LOS ANGELES — A few months into her retirement, Amelita Cabatic already misses her care team and patients at Cedars-Sinai.

“With these hands I’ve touched a lot of lives,” she said.

Cabatic is now using her hands in other ways, such as caring for her garden and focusing on self-care. But she’s already planning on how she can return to nursing by helping to train a new generation of nurses.

“A lot of education needs to be done. I think the young nurses need the brains of the pioneers in the profession,” Cabatic said.

And now is a critical time for the industry, which faces a large shortage of resident nurses with many approaching retirement like Cabatic in the next few years. According to the University of California, San Francisco, more than 40,000 nurses are needed to fill a 13% gap that is projected to persist in the field until 2026.

“This pandemic has put a lot of pressure, not only on nurses but everyone,” Cabatic said.

Current nurses like Anita Girard, chief nursing officer at Cedars-Sinai, worry about the shortage. The volume of patients at the hospital remains high due to issues people put off during the COVID-19 pandemic. 

“The wisdom walking out the door, that’s really a concern for nursing. Some incredible legacy, incredible care they’re given their patients,” she said.

 

Girard hopes the points of entry for nursing are expanded so more people can be trained and onboarded. The most fulfilling part of her job that she hopes inspires young people to go into nursing is getting to be right alongside patients as they triumphantly leave the hospital surviving COVID-19 or other health battles, she explained. 

“I’ve been a nurse over 30 years and it’s truly the most beautiful profession on the planet,” said Girard.
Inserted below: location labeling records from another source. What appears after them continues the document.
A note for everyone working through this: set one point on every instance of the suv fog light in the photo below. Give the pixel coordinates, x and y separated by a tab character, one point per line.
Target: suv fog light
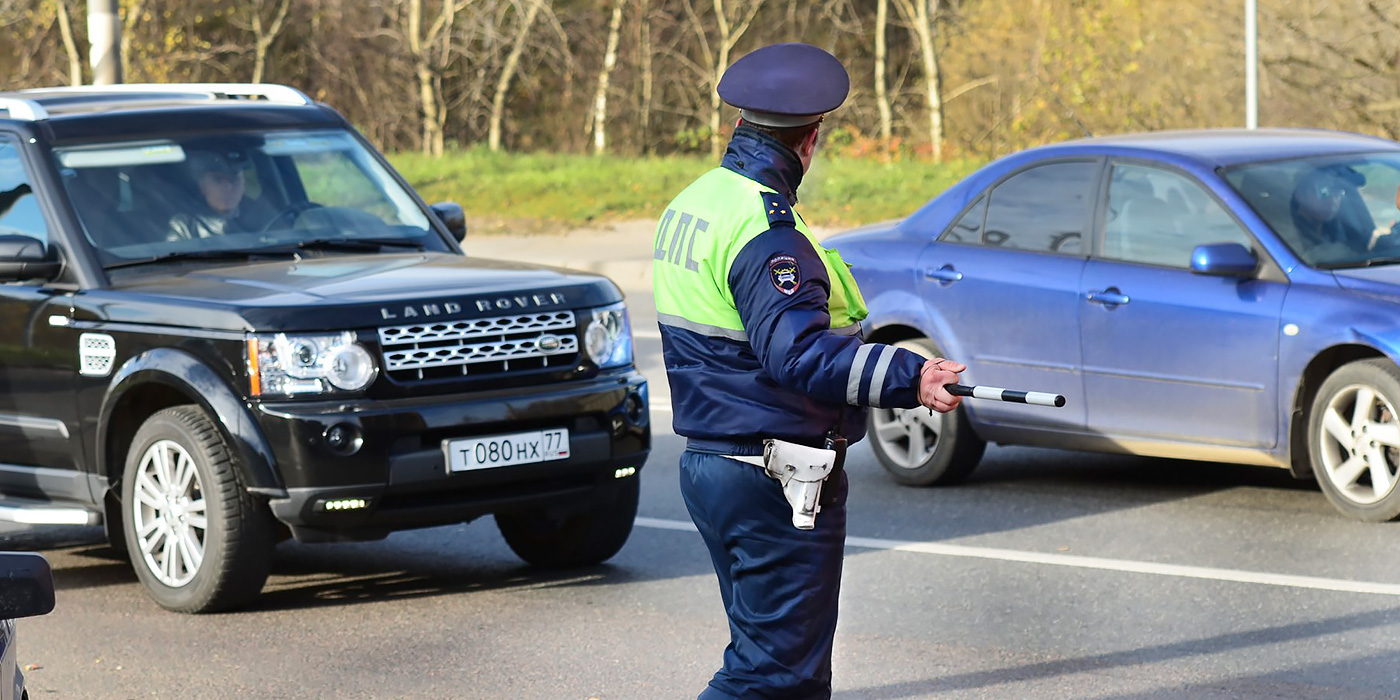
342	504
636	409
343	438
350	368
Cabatic noted that she feels the same way and has had the honor of both serving as a nurse and being cared for by nurses when she fought and survived COVID-19 earlier this year. She hopes as more of her colleagues prepare to retire, a new class of nurses is eager to fill their shoes and touch people’s lives the way Cabatic has.

"After all what you’ve done and looking back, if I leave this earth I did my part."